The other wetland struggle, this time west of Lynden and east of Blaine, is being circulated in this Freedom Foundation Video. I was alerted to the video via a Facebook post by Sam. There is a bit more to this story than the video suggests. Mr. Remenar's property is Lot 3 of H Street Meadows. The lot is part of a short plat (small subdivision of land). During the division of land, wetlands on the site were delineated and building areas on each of the new lots were designated. The plat map recorded with the Whatcom County Auditor (Auditor File # 2041200228) contains the following statements:

Jurisdictional wetlands and associated buffers occur throughout this property. A partial wetland delineation was conducted in order to identify building areas on each lot as depicted on the mylar. No development or maintenance activities shall take place outside the approved building areas without further critical areas review. Development and maintenance activities include but are not limited to the following: construction, clearing, grading filling landscaping, mowing, burning, and chemical maintenance of plants.
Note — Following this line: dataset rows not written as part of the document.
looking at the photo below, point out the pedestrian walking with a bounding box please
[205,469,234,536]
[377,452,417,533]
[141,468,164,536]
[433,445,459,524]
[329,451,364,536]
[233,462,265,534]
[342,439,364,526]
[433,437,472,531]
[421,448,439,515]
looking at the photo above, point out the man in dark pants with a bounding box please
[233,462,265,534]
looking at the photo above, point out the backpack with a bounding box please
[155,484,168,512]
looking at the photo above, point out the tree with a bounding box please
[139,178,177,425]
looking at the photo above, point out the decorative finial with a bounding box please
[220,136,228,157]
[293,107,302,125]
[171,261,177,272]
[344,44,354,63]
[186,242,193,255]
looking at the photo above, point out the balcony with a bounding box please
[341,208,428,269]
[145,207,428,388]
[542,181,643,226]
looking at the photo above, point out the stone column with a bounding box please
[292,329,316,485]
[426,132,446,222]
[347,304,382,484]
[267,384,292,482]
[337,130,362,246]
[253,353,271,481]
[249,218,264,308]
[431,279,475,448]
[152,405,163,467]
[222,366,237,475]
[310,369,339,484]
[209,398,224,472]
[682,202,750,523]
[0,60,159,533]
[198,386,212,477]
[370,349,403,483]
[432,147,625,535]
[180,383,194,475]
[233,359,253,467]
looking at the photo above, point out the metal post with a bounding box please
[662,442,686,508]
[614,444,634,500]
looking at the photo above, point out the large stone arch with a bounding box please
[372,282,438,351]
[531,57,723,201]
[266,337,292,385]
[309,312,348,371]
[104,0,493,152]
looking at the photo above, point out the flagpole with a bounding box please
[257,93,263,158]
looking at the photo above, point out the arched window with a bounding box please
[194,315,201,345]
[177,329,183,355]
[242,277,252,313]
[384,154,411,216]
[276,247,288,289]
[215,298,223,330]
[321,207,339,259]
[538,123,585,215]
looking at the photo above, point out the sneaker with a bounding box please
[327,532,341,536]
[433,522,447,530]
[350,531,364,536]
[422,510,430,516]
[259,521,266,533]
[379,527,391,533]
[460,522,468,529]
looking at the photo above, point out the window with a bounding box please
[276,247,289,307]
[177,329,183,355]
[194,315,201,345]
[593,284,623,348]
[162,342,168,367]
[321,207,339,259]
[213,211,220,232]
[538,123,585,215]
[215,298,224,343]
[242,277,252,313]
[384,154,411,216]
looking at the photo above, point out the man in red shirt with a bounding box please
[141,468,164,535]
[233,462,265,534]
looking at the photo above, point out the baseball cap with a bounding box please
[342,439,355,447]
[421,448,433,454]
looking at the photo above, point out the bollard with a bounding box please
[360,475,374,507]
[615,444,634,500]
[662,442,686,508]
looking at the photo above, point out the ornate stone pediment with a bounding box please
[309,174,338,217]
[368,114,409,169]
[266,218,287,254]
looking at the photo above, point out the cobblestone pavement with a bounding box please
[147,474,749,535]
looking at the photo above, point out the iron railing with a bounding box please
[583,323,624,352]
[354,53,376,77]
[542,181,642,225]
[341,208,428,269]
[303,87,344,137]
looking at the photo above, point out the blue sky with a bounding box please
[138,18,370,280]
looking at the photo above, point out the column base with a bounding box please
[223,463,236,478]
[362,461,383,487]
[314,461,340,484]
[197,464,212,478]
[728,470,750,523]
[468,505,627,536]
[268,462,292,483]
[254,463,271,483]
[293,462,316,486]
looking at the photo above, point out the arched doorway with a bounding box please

Mr. Remenar stated in the video he was unaware of wetlands on his property. I have no reason to doubt his statement, but the lot his home is built on has the wetlands designated and on file with the County Auditor with the conditions as shown above, and the excavation of the pond as well as other land clearing and vegetation management (mowing) within the wetland and wetland buffer is not consistent with the conditions placed on the lot at the time the lot was created.

Plat showing wetlands on Lot 3

2009 aerial (USGS) Wetland line derived from plat map. Conditions on the plat regarding wetlands apply to the portion of the property west of the blue dashed line

20011 (Google Earth) showing pond well within wetland boundary

The conditions on the lot as recorded with the County Auditor do not prohibit work being done within the wetland or wetland buffer, but does require a critical areas (in this case wetland) review. This sort of unpermitted thing happens and presents a headache for all involved. Perhaps a pond is a perfectly fine addition to this wetland area. But without a review and some thought it might cause harm to the wetland system. This is the headwaters area of a fairly large stream system that does have some problems with water quality. Downstream of this area are forested wetlands with beavers.
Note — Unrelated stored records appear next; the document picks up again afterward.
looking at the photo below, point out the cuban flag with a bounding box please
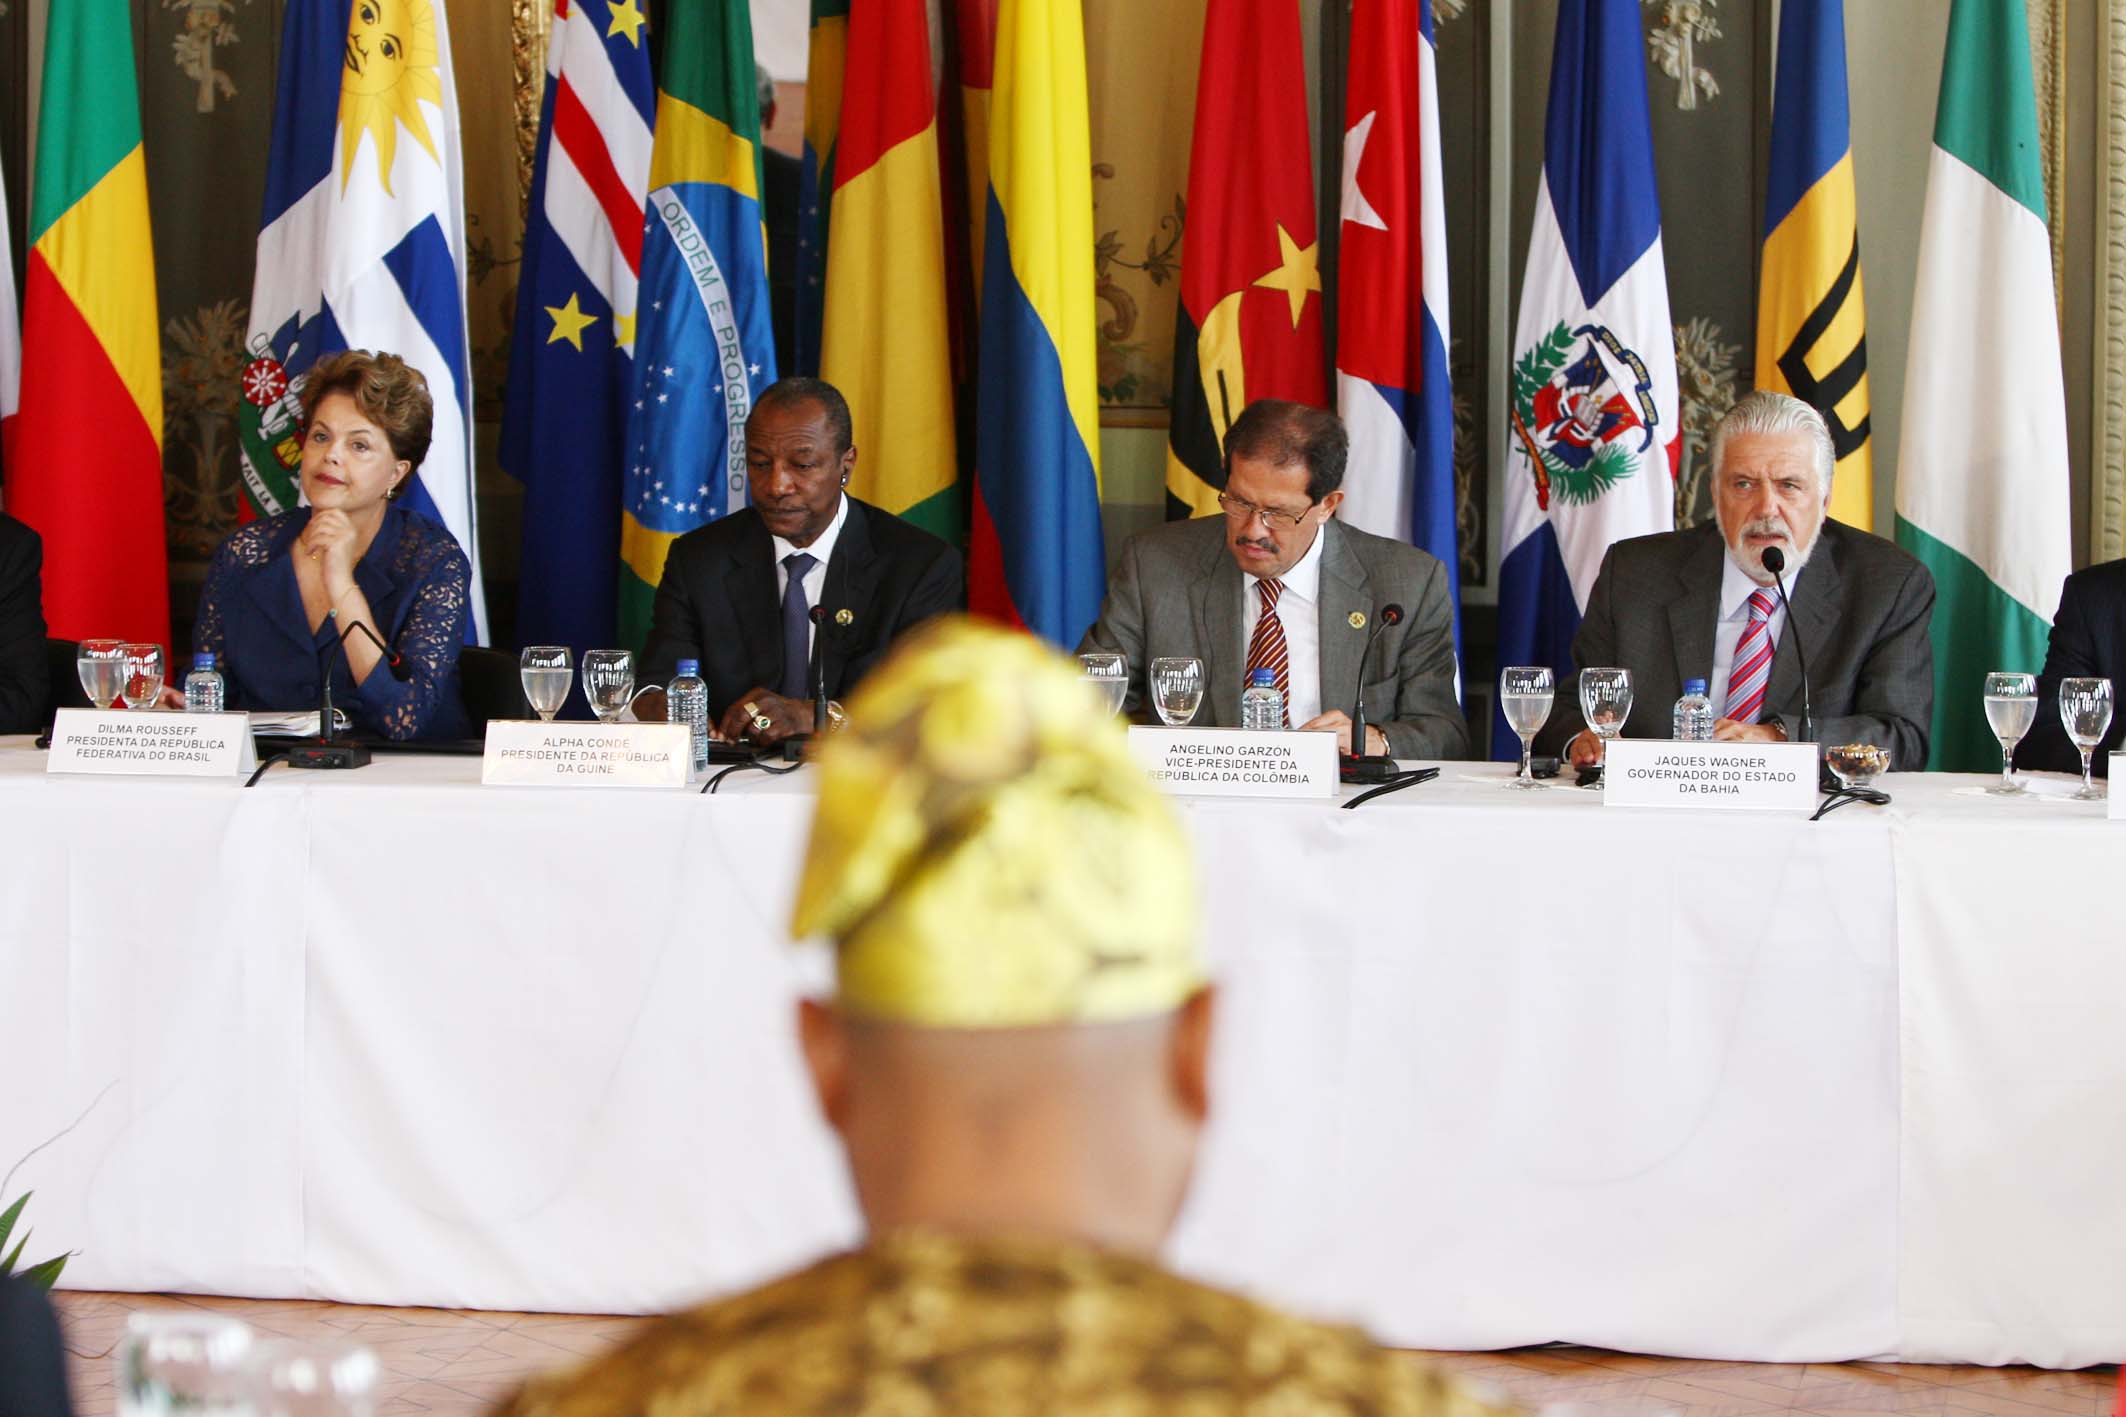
[500,0,654,663]
[1335,0,1458,653]
[1492,0,1677,757]
[238,0,486,642]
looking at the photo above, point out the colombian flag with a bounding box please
[793,0,846,377]
[10,2,167,646]
[970,0,1104,646]
[1756,0,1872,528]
[819,0,961,543]
[1165,0,1327,521]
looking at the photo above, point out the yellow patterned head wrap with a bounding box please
[790,617,1202,1027]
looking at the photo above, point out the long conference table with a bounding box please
[2,737,2123,1368]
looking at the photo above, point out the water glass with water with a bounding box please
[1149,657,1204,727]
[1981,671,2037,795]
[1499,665,1554,789]
[78,638,127,709]
[1577,667,1633,783]
[2058,676,2113,801]
[520,646,572,721]
[121,644,166,710]
[582,649,635,723]
[248,1338,381,1417]
[116,1312,255,1417]
[1077,652,1127,714]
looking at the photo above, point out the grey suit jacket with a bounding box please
[1533,519,1936,768]
[1078,516,1468,759]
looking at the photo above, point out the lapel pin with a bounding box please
[1348,611,1367,630]
[835,608,854,627]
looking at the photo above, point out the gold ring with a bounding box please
[743,700,772,735]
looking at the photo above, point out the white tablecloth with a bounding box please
[1,741,2120,1366]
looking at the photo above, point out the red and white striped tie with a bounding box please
[1722,589,1778,724]
[1244,578,1292,728]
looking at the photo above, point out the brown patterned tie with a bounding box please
[1243,578,1292,728]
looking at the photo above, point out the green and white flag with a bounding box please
[1895,0,2071,770]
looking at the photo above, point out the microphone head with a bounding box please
[810,605,830,626]
[1760,546,1786,576]
[387,654,413,683]
[1380,603,1405,627]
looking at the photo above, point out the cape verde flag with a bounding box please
[239,0,486,642]
[501,0,654,661]
[1492,0,1677,757]
[1336,0,1458,653]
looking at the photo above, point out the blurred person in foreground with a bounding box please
[496,618,1517,1416]
[190,350,471,739]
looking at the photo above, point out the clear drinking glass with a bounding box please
[1499,665,1554,789]
[1577,667,1633,784]
[581,649,635,723]
[1077,652,1128,714]
[120,644,166,710]
[1981,671,2038,795]
[78,638,128,708]
[520,645,573,721]
[116,1312,255,1417]
[248,1338,381,1417]
[1149,656,1204,726]
[2058,676,2114,801]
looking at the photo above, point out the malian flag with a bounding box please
[9,1,167,645]
[969,0,1105,646]
[1895,0,2070,769]
[1165,0,1326,521]
[1493,0,1677,757]
[240,0,487,642]
[0,153,19,474]
[1336,0,1458,651]
[501,0,654,666]
[819,0,961,542]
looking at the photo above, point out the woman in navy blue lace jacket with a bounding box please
[192,350,471,740]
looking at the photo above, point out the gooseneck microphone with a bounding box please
[807,604,832,735]
[1758,546,1815,752]
[287,610,409,770]
[1345,602,1405,783]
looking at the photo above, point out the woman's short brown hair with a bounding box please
[299,350,436,492]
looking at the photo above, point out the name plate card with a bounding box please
[1127,726,1337,800]
[2112,755,2124,820]
[46,708,257,777]
[1602,739,1818,812]
[482,720,690,788]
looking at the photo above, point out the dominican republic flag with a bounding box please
[239,0,487,642]
[0,152,18,475]
[501,0,654,666]
[1492,0,1677,757]
[1336,0,1458,654]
How to implement and carry out wetland regulations is not an easy business - a very tough question for local governments and probably a worthwhile question to periodically ask, Is there a better way?

Federal law requires wetland protections and have been around for a long time. States manage wetlands consistent with federal law by a variety of approaches. Washington State brings a lot of wetland regulation down to a local level as a requirement for counties and cities under the growth management act. This puts a lot of pressure on local electeds and creates a lot of misperceptions regarding wetland regulation. In the social media context, I was blamed by one commenter for the rules restricting the pond construction (I was on the Whatcom County Council for 8 years). However, the rules that applied to this plat and lot were passed in 1997 - before I was on the council and obviously the enforcement is taking place without any help from me.
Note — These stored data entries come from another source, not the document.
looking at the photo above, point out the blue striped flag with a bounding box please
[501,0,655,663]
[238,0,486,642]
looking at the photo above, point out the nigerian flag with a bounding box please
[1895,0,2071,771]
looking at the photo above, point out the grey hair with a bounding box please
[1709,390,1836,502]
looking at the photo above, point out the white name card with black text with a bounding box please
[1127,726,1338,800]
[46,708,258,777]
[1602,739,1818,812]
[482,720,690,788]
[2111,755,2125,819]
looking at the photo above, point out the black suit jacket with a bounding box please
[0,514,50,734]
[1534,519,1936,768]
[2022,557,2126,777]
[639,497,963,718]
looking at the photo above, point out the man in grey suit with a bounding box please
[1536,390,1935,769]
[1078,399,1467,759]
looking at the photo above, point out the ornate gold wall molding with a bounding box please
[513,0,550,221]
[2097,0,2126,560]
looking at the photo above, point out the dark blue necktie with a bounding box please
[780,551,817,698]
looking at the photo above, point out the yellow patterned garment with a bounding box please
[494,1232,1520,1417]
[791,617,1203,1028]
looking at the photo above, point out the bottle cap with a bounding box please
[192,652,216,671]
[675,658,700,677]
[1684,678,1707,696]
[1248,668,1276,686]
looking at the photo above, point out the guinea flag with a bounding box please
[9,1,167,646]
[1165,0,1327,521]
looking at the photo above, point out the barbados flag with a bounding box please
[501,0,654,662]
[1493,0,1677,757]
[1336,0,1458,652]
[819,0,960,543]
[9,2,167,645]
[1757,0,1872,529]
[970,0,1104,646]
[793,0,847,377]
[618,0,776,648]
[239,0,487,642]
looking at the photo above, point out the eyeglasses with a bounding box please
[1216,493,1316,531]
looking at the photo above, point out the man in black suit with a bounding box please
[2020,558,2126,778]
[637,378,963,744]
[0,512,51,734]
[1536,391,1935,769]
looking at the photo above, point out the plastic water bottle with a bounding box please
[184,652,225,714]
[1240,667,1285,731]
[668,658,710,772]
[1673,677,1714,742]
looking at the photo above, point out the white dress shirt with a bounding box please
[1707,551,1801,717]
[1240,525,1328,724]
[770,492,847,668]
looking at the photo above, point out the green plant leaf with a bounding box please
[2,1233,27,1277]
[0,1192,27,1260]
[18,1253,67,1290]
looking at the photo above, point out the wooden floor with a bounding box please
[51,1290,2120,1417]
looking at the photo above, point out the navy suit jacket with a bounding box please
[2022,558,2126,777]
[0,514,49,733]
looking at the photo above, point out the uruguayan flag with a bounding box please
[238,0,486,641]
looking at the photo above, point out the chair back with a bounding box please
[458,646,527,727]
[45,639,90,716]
I do not do wetland consulting work other than rare instances when there are some geology questions. However, I have worked on projects where clients have done work within geology hazard zones on their property and have received letters from the local government - always a tough issue, but in a way much easier as with geology hazards there is usually a great deal more deference given to the geologist. With wetlands, the fixes have to be consistent with federal law and there not as much flexibility.

Vast swaths of Whatcom County are underlain by glacial marine drift deposits with low permeability and hence vast areas have wetland issues. As such there will be far more inadvertent as well as purposeful violations of wetlands codes versus geology hazard regulations.